Yuya and his wife were buried in the Valley of the Kings at Thebes, where their private tomb, now numbered KV46, was discovered in 1905 by James Quibell, who was working on behalf of Theodore M. Davis. Although the tomb had been penetrated by tomb-robbers, perhaps they were disturbed as Quibell found most of the funerary goods and the two mummies virtually intact. As the Egyptologist Cyril Aldred noted:
Though the tomb had been rifled in antiquity, the [tomb's] opulent funerary furniture was largely intact, and there was no doubt as to the identity of the pair, who were found resting among their torn linen wrappings, within their nests of coffins.

The tomb and the burials it contained were the most complete found in the Valley prior to the discovery of the tomb of Tutankhamun.

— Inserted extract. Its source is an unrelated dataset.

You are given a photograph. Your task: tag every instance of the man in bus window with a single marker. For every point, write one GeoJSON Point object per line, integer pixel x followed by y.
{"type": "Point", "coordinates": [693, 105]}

Yuya was interred within a rectangular wooden sarcophagus placed against the north wall; its lid was shaped like the vaulted per-nu shrine of Lower Egypt. Though appearing to sit on sledge runners, it had no base so the three nested gilded (and silvered) anthropoid coffins sat flat on the floor. The long south side of the sarcophagus had been broken in by ancient robbers, who had also moved the short eastern side and left the lid askew, balancing precariously. The lids of each of the nested coffins had been removed with two placed atop each other supported by a chair, and one tipped on its side next to the sarcophagus; the troughs were left in place. His gilt cartonnage mask was still in place, although it was broken.

===Mummy===
Yuya's mummy was first examined by the Australian anatomist Grafton Elliot Smith. He found the body of Yuya is that of an old man, 1.651 m tall, with white wavy hair discoloured by the embalming process; his eyebrows and eyelashes were dark brown. His ears are unpierced. The arms are bent with his hands placed under his chin. The left hand is fisted, while the fingers of the right are extended. A gold finger stall was found on the little finger of the right hand. There were linen embalming packs placed in front of the eyes, and the body cavity was stuffed with resin-treated linen packs. Smith guessed his age at death to be 60 based on outward appearance alone. Modern CT scanning has estimated his age at death to be 50–60 years, based on the level of joint degeneration and tooth wear. The scanning also revealed two separate levels of resin inside the skull. Packing had been inserted into his mouth, as well as under the skin of his neck to produce a life-like appearance. His cause of death could not be identified. Maspero judged that, based on the position of the sarcophagi, Yuya was the first to die and be interred in the tomb. However, the large eyes and small nose and mouth seen on his funerary mask suggests it was made during the last decade of the reign of Amenhotep III, meaning he may have outlived Thuya. His mummy has the inventory number CG 51190.